Reçetesiz satılan haplarıma denk gelmeyen yaklaşık bir yıllık yoğun ağrıdan sonra, ailem ve ben daha agresif bir ameliyat öneren bir ağız cerrahı bulduk. "Halı bombası gibi," diye açıkladı bize. Plan, onun paramparça olmuş kemiği kesmesiydi.
Neyse ki yüksek lisans öğrencisi olarak iyileşmek için bütün bir yaz geçirdiğim ve cehennem gibiydi. İlk birkaç hafta kendi başıma duş alamadım. Çenem o kadar şişmişti ki konuşamıyordum, katı yiyecekler yiyemiyordum, üç ay boyunca evden çıkamadım (ve istemedim). 15 kilo verdim. Kocam bir bebek gibi benim için yiyecekleri püre yaptı. O ve babam her gün dönüşümlü olarak beni fizik tedaviye bıraktı ve burada temelde tekrar nasıl konuşacağımı öğrendim.
Aynaya bakıp ağlamak istemeyene kadar bir yıl geçti.
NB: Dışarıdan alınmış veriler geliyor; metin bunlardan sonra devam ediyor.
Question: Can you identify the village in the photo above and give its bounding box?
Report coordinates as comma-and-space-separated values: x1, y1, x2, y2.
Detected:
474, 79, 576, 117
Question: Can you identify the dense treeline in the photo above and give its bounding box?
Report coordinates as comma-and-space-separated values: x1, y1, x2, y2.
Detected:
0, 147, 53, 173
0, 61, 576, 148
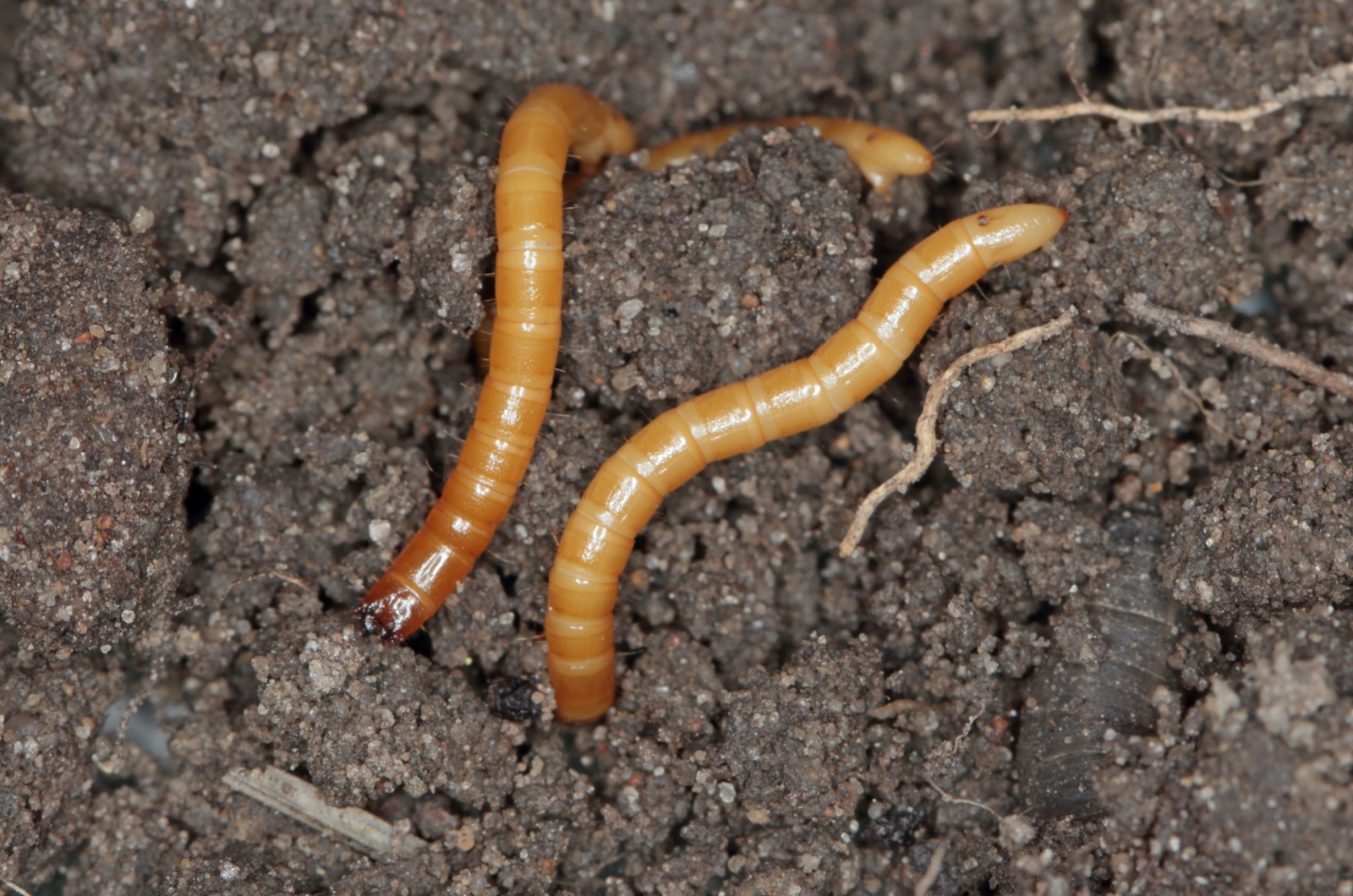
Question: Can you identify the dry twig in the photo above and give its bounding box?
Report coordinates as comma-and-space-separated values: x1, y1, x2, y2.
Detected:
223, 766, 428, 858
967, 63, 1353, 128
841, 312, 1076, 556
1125, 292, 1353, 401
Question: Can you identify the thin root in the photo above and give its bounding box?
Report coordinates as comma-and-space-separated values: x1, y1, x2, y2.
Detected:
912, 833, 954, 896
841, 312, 1076, 556
967, 63, 1353, 134
1125, 292, 1353, 401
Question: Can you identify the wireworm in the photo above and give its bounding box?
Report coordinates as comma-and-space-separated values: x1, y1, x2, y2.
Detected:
357, 95, 931, 642
357, 84, 634, 642
545, 205, 1066, 723
1015, 511, 1182, 820
640, 115, 935, 192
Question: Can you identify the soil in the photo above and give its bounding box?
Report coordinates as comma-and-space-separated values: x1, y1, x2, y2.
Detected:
0, 0, 1353, 894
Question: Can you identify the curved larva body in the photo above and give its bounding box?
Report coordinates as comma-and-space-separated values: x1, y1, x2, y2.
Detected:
545, 205, 1066, 721
640, 115, 935, 191
357, 84, 634, 640
1015, 511, 1182, 819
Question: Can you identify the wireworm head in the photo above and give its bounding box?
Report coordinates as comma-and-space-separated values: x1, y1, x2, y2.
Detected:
961, 205, 1066, 268
849, 122, 935, 191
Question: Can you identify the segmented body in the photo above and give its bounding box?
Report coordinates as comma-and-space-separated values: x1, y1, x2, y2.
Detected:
357, 91, 931, 642
359, 84, 634, 640
545, 205, 1066, 723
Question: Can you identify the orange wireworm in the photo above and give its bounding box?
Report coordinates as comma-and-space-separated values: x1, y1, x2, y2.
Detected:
357, 91, 929, 642
357, 84, 634, 640
545, 205, 1066, 723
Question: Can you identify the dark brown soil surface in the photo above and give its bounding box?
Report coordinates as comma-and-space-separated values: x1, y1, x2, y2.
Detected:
0, 0, 1353, 894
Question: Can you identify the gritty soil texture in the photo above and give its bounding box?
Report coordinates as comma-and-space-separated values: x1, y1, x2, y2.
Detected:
0, 0, 1353, 894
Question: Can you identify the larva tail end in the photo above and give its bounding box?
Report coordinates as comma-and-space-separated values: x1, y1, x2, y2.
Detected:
353, 576, 431, 644
961, 203, 1067, 268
Ameliyat ağrıyı dindirmişti ama tamamen değil. Ağrı hâlâ oradaydı ve benim ağrı kesicilerim de çantamda tiz bir maraca gibi çınlayan küçük bir şişede taşıdım.
Her şey boyunca, acı, ameliyat ve sonra tekrar acıya dönerken, kocamı geride tutup tutmadığımı merak ettim. Hayatının büyük bir kısmı beni düzeltmekle geçti. Ne zaman mücadele ettiğimi anlayabiliyordu, hap karışımıma "kokteyl" diyerek sormadan almamda bana yardım ediyordu. Yatakta kıvrılıp çenemi ovuşturduğumu görürse, ışığı kısmış veya bir çuvalı buzla doldurmuş.
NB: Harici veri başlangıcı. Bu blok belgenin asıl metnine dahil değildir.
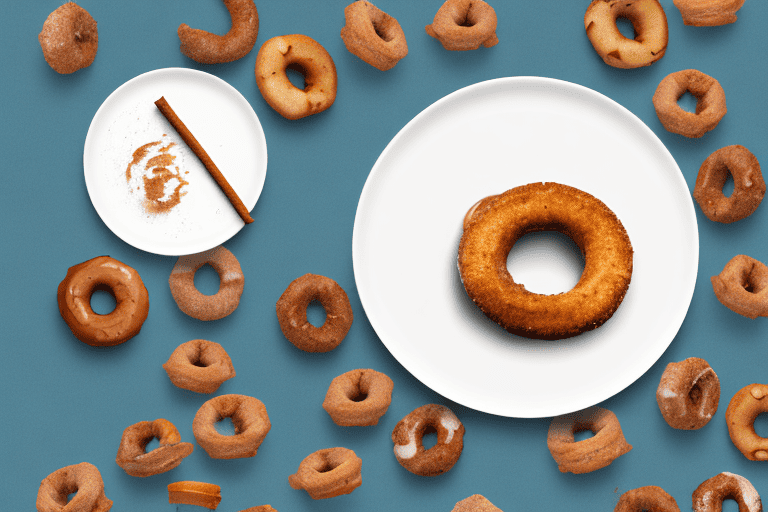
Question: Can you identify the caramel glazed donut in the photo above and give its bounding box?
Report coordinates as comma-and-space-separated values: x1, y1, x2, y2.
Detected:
458, 183, 633, 340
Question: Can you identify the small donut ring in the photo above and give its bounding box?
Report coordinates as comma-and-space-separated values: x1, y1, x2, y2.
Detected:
168, 246, 245, 321
424, 0, 499, 51
392, 404, 464, 476
693, 145, 765, 223
288, 448, 363, 500
653, 69, 728, 138
178, 0, 259, 64
711, 254, 768, 320
36, 462, 112, 512
276, 274, 353, 352
691, 472, 763, 512
57, 256, 149, 347
656, 357, 720, 430
323, 369, 394, 427
547, 407, 632, 474
584, 0, 669, 69
255, 34, 337, 120
115, 418, 193, 477
192, 395, 272, 459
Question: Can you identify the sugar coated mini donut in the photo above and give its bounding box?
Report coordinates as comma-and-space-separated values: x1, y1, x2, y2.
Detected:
115, 418, 193, 477
656, 357, 720, 430
653, 69, 728, 138
37, 2, 99, 74
584, 0, 669, 69
392, 404, 464, 476
712, 254, 768, 320
547, 407, 632, 474
163, 340, 235, 393
693, 145, 765, 223
692, 472, 763, 512
276, 274, 353, 352
57, 256, 149, 347
178, 0, 259, 64
341, 0, 408, 71
672, 0, 744, 27
425, 0, 499, 51
288, 447, 363, 500
458, 183, 633, 339
37, 462, 112, 512
256, 34, 337, 120
192, 395, 272, 459
168, 246, 245, 321
323, 369, 394, 427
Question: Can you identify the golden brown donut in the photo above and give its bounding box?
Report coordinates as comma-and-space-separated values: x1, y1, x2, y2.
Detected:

Bazen ağrı sağır edici olduğu için randevu gecesini iptal ettik. Bazen aptal çenemden o kadar üzgün ve kendimi emiyordum ki, seksi, şefkat göstermeyi, hatta sadece minnettar olmayı unuttum.
Hayal kırıklığım suratsızlığa dönüştü. Yüksek bakım gerektiren, kimsenin kaydolmadığı bir yük olduğumu hissettim. Yukarıdakilerin tümü hala doğrudur. Öyleyse, bir insan hayatının geri kalanını bu kadar bozulmuş, bu kadar kusurlu biriyle nasıl geçirmek isteyebilir?
Hâlâ üzerinde çalışıyorum, ancak böyle düşünmeye ve kendime davranmaya devam edemeyeceğimi fark ettim bu yoldan. Kronik ağrı, kimliğimin derinliklerine dayanıyor ve kim olduğumu anlamamıza yardımcı oldu. Beni hem yumuşattı hem de sertleştirdi. Kronik ağrısı olan bir insanım, ama aynı zamanda bir yazar, editör, müdür, kız ve beni hiç hasarlı görmemiş birinin eşiyim.
Olduğum gibi. kocam bunu yazarken bana takılıp kalan bir şey söyledi: 'Seninle olmamak bir seçenek değildi. Seni seviyorum ve "sen" çene ağrın değilsin, "sen" her gün birlikte geçirmek istediğim kadınsın çünkü farklı şekillerde zeki, komik ve güzelsin. "
"Her şeyin bir nedeni vardır" zihniyetine tamamen inanmasam da, acıyla mücadelem nedeniyle kocam ve ben bir çift olduğumuzu düşünüyorum. Başka bir şekilde alabilir miyim? Duh, acımı bir kalp atışıyla değiştirirdim.
Ama yapamadığım için, onu yönetmeyi öğreniyorum ve hırslarımı veya özgüvenimi yutmasına izin vermem. Yolun her adımında, kocam benim için oradaydı ve hedeflerimi gözden kaçırmamamı sağladı. Biz birleşik bir cepheyiz. Bir ilişkinin bundan daha sağlam olabileceğini düşünmüyorum.
Gugi Health: Improve your health, one day at a time!